Last updated on May 13th, 2019 at 02:23 pm

Industries such as the accounting and legal professions were not hit as hard by the recent economic downturn as other industries, so trends in these service sector industries focus less on economic responses.
Within the next year, certified public accountants should see a continued emphasis on consulting services and estate and succession planning, said Karin Gale, a partner with Vrakas, Blum and Co.
"Over the years, routine accounting has increasingly been done by computers, and as businesses expand, business owners are looking to CPAs for assistance on how to use that technology," Gale said.
In terms of estate planning, the emphasis is driven by the Baby Boomers.
"Baby Boomers are starting to hit that critical age in which they are planning for the future and retirement, both personally and professionally," Gale said. "If they own a business, now is the time in which they are considering issues such as who will take over the business, whether it will be passed down within the family and whether or not to sell it."
The economic downturn did not have a major effect on the accounting industry, largely because as long as there are taxes, there will be a need for accountants.
"Firms are in a bit better position because, regardless of the economy, businesses still need to have their tax returns done," Gale said.

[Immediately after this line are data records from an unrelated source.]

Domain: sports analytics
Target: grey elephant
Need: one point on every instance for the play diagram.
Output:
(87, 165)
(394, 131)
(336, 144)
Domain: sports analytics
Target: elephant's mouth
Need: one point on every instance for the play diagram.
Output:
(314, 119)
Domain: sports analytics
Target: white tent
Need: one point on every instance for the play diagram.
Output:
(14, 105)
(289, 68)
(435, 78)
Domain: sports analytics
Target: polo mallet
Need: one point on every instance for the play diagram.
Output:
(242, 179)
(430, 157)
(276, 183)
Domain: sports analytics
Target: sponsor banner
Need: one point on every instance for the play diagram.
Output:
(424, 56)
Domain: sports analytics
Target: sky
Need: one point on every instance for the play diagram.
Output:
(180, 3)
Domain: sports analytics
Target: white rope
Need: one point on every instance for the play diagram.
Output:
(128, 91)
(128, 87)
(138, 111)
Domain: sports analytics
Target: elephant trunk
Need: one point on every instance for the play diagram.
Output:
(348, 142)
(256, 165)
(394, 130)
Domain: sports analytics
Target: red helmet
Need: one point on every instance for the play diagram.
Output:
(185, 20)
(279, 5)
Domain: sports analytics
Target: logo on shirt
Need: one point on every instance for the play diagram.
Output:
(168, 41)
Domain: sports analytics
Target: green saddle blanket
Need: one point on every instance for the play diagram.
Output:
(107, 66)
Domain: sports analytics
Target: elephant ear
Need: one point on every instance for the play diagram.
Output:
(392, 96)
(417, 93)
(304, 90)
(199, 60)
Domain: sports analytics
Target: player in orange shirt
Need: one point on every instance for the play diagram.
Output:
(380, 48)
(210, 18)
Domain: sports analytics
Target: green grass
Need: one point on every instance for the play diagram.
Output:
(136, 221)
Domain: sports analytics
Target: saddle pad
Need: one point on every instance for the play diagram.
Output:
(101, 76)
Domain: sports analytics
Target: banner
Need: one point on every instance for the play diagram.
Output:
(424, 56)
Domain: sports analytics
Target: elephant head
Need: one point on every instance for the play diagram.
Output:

Furthermore, harder economic times have made banks become more interested in companies’ financial status. A bank which may not have required an audit of a company in the past now might want much more detailed financial records, Gale said.
Recent fraud issues, including situations such as that of companies like Enron, have caused more scrutiny of accounting firms, Gale said.
"People now are looking at CPA firms and saying ‘you’ve been paid by these organizations, but why are there these problems?’" Gale said.
While consolidation of accounting firms appears to have subsided, the legal profession is experiencing consolidation in order to create one-stop legal shops for clients, said Jim Page, executive director of the Milwaukee Bar Association.
In addition to mergers among law firms, recent discussions within the legal industry have focused on mergers with accounting firms or banks to provide a variety of services for clients, Page said.
"This is a positive change for business owners in that they would only have to manage a relationship with one firm instead of with a number of different ones," Page said.
Like accountants, the need for lawyers is not disappearing regardless of the economy, and therefore the economic downturn did not affect the legal industry as significantly as it has other industries, Page said.
"The complexity of laws and regulations makes it almost impossible for a lay person to not get into hot water at some point without the help of an attorney," Page said. "Lawyers are such an important part of managing a company. Companies need them."